The mzML format seems very stable and very capable in its version 1.1.0. Mass spectrometry technologies, however, are always improving! For the last decade and more, ion mobility technology has been maturing in technology development laboratories, and a few mass spectrometry vendors now offer instruments that incorporate this separation technology. The mzML CV and schema, however, has had somewhat patchy support for the information from this separation. At this year’s meeting, Eric Deutsch convened a small group of people to discuss the best way to support this technology within mzML, ideally without forcing a major update in the format. Hans Visser of Waters Corporation has made a lot of contributions on this score, and Matt Chambers (a wunderkind whose company I enjoyed during my decade at Vanderbilt) had offered some feedback on how to incorporate this information.

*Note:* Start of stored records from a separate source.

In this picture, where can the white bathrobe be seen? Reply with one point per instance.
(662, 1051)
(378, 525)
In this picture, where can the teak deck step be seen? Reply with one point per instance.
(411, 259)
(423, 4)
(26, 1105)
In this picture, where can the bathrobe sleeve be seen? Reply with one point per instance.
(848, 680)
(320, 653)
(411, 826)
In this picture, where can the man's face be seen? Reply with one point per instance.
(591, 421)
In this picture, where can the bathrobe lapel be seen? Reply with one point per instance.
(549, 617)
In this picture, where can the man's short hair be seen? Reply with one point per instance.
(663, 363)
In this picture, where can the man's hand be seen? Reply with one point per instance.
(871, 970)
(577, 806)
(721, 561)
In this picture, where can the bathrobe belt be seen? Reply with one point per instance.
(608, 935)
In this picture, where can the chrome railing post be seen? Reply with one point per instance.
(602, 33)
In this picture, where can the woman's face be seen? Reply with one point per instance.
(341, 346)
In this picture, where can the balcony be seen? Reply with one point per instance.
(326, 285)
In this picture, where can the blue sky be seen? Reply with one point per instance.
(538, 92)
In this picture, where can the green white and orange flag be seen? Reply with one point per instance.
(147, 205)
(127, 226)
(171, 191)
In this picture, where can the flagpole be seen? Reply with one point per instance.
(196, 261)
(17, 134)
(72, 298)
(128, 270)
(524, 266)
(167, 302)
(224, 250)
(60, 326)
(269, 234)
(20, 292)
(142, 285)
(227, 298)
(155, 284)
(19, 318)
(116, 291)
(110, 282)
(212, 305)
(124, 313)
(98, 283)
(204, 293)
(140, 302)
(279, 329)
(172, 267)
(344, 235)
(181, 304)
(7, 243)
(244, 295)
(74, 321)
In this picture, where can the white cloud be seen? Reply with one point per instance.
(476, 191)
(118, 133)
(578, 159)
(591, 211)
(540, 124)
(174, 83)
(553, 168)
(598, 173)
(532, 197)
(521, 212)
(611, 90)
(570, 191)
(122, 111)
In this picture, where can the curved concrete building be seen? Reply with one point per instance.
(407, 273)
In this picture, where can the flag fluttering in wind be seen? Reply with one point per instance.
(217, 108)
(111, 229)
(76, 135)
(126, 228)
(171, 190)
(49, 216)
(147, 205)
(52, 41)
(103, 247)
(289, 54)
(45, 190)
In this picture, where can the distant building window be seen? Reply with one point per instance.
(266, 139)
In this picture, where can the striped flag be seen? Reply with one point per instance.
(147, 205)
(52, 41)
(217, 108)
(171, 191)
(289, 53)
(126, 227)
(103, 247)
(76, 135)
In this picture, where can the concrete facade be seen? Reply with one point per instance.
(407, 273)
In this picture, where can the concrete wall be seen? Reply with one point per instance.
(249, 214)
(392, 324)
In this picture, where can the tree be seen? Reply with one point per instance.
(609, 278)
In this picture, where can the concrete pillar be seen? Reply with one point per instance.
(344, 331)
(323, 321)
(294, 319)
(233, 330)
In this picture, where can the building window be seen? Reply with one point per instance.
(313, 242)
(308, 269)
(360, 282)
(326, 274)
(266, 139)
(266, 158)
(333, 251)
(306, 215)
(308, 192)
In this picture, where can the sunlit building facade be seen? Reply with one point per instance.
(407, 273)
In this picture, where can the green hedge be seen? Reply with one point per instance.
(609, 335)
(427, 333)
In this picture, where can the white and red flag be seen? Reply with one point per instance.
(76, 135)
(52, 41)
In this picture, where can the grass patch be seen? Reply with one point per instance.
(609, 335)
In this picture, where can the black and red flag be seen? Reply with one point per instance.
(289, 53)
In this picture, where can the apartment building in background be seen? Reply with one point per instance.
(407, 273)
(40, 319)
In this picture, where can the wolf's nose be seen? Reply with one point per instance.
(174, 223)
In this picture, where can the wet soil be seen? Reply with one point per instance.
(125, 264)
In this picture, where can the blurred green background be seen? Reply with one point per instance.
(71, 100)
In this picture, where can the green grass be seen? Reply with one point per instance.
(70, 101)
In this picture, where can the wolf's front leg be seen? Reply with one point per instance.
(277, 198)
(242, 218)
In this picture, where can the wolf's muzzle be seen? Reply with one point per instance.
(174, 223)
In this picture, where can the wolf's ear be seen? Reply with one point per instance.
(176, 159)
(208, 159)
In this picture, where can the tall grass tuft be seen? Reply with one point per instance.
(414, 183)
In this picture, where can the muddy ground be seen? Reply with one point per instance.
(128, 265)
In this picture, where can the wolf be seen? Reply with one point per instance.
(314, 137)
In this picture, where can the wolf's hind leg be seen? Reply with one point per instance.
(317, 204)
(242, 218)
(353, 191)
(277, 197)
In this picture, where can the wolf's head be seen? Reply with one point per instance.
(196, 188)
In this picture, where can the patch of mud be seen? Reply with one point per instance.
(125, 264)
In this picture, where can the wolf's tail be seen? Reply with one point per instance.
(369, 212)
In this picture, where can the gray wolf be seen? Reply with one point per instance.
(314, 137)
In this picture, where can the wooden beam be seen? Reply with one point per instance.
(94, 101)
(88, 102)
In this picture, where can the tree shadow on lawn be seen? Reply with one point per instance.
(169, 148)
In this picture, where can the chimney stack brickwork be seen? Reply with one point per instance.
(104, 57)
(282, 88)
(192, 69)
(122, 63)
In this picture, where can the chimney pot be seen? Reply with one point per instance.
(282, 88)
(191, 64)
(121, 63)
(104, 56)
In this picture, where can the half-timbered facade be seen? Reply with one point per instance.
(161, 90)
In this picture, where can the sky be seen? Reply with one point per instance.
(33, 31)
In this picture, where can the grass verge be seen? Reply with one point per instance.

Our meeting at HUPO-PSI helped set us on a course for formal support for ion mobility!
The HUPO-PSI Quality Control Working Group
I was really proud of the Quality Control Working Group. I assigned us all a bit of homework for this meeting. Three committee members create tools that generate quality metrics; all of us were assigned the task of creating a mock-up of the qcML we thought our software should produce. One of us produced a database for storage of quality metrics; he was tasked to demonstrate what a qcML holding an analysis of these metrics should look like. As a result, this meeting was far more concrete about what we need to do to finalize this format. In particular, we grappled with the challenges of embedding information in JSON format within an XML wrapper. Our consideration of complex data structures for particular metrics, such as three-dimensional matrices, is now much more applied in nature.
The field of proteomics needs to improve its ability to communicate issues of quality control. There’s a perception of irreproducibility that hangs over the field. While there is some basis in reality for these reproducibility claims, a fair bit of the problem is that researchers shy away from discussing quality issues in their papers. A Ph.D. student in Shanghai has been heading the Quality Control Working Group recommendations for “MIAPE-QC:” the Minimal Information About a Proteomics Experiment for Quality Control. I was sad that she could not attend the meeting due to grad school requirements, but a colleague of hers from Beijing presented the current state of the MIAPE-QC document. We had a really good conversation about it, but I think our recommendations were a bit garbled on their way back to her; she was discouraged by our feedback and felt we were arguing for her to start over. We’re working to clear up the confusion. We will support her valuable efforts in educating our community.
Next stop: Cape Town?
As the meeting drew to a close, I put on my presenter hat one last time. It was time to state my case for hosting the next HUPO-PSI at Cape Town! Several different sites are bidding to host: Adelaide, Tokyo, San Diego, and Cape Town are all in the mix. I started by taking the bull by the horns. Cape Town may seem very far away, but it is actually in the same time zone as Heidelberg! Flying from New York City is pretty rough, though, with a flight time of almost 15 hours. My friend Eric Deutsch would have one of the worst routes since he is coming from Seattle. Still, South Africa is seeing good growth in mass spectrometry, and we would love to see more of its laboratories corresponding with HUPO-PSI. I highlighted some of the lovely attractions and hosting sites that we might visit as a group. Hopefully, the steering committee will see its way to Cape Town in the near future!